Megan Booher of Homestead says she’s ready to sacrifice everyday comforts for future generations.
"I have kids now, I want to have grandkids and I want them to have a promising future. So I'm just ready to make some changes and hope that our politicians can do the same," she said.
Democratic presidential candidates are taking note.
They’ve seen the damage from historic floods that hit Iowa this year, making the trek to visit flood-damaged homes and businesses.
Now, every candidate who’s put out a climate change plan is aiming to reach net zero greenhouse gas emissions by 2050.
That’s in line with the recommendations from the United Nations Intergovernmental Panel on Climate Change.
"Both domestically and abroad, any one of the Democratic candidates would provide a sea change in climate policy," says David Uhlman, who directs the Environmental Law and Policy Program at the University of Michigan.
Uhlman says there’s general agreement within the field on taking drastic action to address climate, though candidates differ on how they would meet their goals, and the level of detail in their proposals.
Vermont Sen. Bernie Sanders is seen as having the most ambitious climate plan, both for the proposal's scale and its price tag: $16 trillion.
"In the view of the scientists who have studied this issue the most we are fighting for the survival of our planet earth!" he said during the CNN climate change town hall. "Our only planet!"
Democrats want to make considerable investments in the renewable energy transition, as well as research and development.
South Bend, Indiana Mayor Pete Buttigieg and Minnesota Sen. Amy Klobuchar want to help rural communities and farmers adapt. Klobuchar elaborated on this in an interview with Iowa Public Radio.
"You could actually do more incentives for carbon and carbon reduction with our farmers," Klobuchar said. "There’s a lot going on with using less water, so we can conserve water more and using technology to figure that out. And rotating crops."
Johnathan Hladik is the policy director at the Center for Rural Affairs, and says farmers are in a position to make meaning cuts in emissions, if they have dependable markets and federal support.
"We know there are steps that farmers can take to do that. We know, even cover crops at a base minimum can do that," Hladik said. "But right now, it just doesn't make sense financially for a lot of farmers to do that."
But Hladik notes there are some barriers to clean energy development in the Midwest, too.
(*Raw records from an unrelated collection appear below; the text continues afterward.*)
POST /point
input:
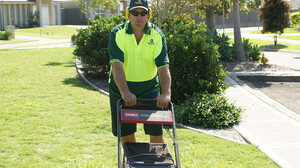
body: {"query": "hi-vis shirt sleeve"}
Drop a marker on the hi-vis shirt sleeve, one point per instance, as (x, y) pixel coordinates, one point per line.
(115, 48)
(162, 59)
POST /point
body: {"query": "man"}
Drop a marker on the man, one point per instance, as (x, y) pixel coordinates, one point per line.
(139, 68)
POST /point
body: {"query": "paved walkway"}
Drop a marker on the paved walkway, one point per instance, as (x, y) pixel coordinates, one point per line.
(270, 126)
(38, 42)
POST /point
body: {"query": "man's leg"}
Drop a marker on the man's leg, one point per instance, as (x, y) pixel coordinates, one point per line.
(128, 138)
(156, 139)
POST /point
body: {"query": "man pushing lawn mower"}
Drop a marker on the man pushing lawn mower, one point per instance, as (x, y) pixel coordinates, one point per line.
(138, 51)
(139, 70)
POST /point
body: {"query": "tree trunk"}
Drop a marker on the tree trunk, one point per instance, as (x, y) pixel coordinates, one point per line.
(210, 18)
(238, 43)
(275, 39)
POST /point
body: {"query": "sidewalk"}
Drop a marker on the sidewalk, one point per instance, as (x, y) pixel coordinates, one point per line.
(270, 126)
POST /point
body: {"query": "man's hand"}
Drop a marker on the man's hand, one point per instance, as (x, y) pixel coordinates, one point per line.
(163, 101)
(129, 99)
(165, 81)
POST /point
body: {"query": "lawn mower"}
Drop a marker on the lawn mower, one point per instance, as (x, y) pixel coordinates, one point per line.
(147, 155)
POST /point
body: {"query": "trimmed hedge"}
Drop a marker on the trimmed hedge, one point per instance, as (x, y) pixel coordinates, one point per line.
(208, 110)
(92, 45)
(194, 59)
(6, 35)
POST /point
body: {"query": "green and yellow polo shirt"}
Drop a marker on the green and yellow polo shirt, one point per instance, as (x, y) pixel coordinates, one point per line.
(140, 62)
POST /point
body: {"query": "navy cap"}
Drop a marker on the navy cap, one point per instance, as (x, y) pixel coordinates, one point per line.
(138, 4)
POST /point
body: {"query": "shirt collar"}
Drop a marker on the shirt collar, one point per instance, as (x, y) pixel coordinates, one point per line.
(129, 28)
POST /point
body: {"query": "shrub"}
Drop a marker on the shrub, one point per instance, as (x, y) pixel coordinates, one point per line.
(222, 41)
(295, 17)
(208, 110)
(6, 35)
(92, 45)
(194, 59)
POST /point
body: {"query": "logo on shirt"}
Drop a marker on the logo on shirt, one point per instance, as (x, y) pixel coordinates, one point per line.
(139, 2)
(151, 42)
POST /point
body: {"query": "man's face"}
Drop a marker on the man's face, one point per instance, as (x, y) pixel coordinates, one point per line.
(137, 19)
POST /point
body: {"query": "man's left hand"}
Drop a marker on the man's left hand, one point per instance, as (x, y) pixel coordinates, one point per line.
(163, 101)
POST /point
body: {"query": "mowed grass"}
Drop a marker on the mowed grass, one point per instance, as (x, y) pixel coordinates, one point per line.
(286, 30)
(54, 32)
(50, 118)
(14, 41)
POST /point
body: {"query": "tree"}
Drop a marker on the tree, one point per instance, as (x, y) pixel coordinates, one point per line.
(94, 5)
(164, 9)
(275, 17)
(238, 43)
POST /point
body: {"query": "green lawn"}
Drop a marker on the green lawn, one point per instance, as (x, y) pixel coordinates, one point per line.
(54, 32)
(50, 118)
(290, 37)
(287, 30)
(14, 41)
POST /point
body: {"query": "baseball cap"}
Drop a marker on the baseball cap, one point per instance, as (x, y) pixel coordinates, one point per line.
(138, 4)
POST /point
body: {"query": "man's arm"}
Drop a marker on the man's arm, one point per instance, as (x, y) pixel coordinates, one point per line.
(120, 79)
(165, 83)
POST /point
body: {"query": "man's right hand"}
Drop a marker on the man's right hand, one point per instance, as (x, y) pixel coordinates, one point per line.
(129, 99)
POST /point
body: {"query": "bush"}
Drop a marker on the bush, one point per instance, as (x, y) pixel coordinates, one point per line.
(194, 59)
(208, 110)
(295, 17)
(92, 45)
(222, 41)
(6, 35)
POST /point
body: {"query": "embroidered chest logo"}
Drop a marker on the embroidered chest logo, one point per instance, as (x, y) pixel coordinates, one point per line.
(139, 2)
(151, 42)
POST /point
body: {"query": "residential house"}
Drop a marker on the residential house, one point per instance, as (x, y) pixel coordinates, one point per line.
(17, 12)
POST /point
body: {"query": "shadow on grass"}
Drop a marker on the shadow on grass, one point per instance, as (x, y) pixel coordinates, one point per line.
(76, 82)
(66, 64)
(277, 47)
Earlier this year, officials in Madison County passed a moratorium on new wind and solar development.
Meanwhile, some Democratic presidential candidates are proposing to zero out emissions in the nation’s electricity system by 2030, a goal that would require rapidly expanding renewable energy developments.
Hladik says some rural communities aren’t fully on board with how this much wind and solar development could change their landscape.
"I think candidates need to be serious about addressing what that means," Hladik said. "Maybe propose some ideas that talk about how these landowners are compensated, how the landowners that host those transmission lines are compensated, the role that communities can play in shaping what a development looks like."
If candidates are going to lay the groundwork to decarbonize the country by 2050, advocates say they’ll need a plan for how to include the whole country.
That’s part of what Iowa Democrats will be assessing in the lead up to February 3rd.